Cardiology Indian Medical PG Practice Questions and MCQs
Practice Indian Medical PG questions for Cardiology. These multiple choice questions (MCQs) cover important concepts and help you prepare for your exams.
Cardiology Indian Medical PG Question 1: What is the risk of congenital heart disease in a first-degree relative?
- A. 0.5% to 0.6%
- B. 2% to 6% (Correct Answer)
- C. 5% to 6%
- D. 20% to 25%
Cardiology Explanation: **Explanation:**
The incidence of Congenital Heart Disease (CHD) in the general population is approximately **0.8% to 1%** (often cited as 8 per 1,000 live births). However, the risk increases significantly when a first-degree relative (parent or sibling) is affected.

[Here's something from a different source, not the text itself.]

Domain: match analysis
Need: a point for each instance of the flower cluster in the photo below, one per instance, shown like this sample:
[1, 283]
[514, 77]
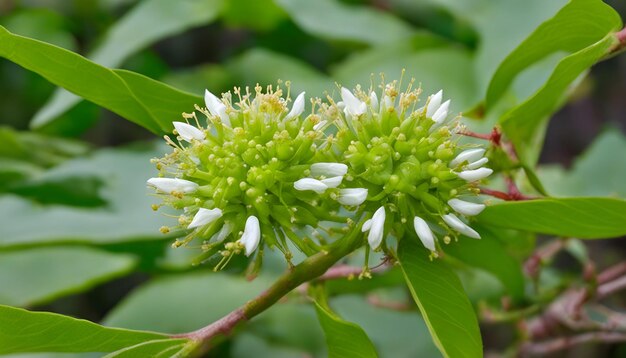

**1. Why Option B is Correct:**
The inheritance of most CHDs is **multifactorial**, involving a combination of multiple genetic loci and environmental triggers. For most isolated cardiac defects, the recurrence risk for a first-degree relative is typically cited between **2% to 6%**. This represents a 3-to-5-fold increase over the baseline population risk. If two first-degree relatives are affected, the risk climbs further to approximately 10-15%.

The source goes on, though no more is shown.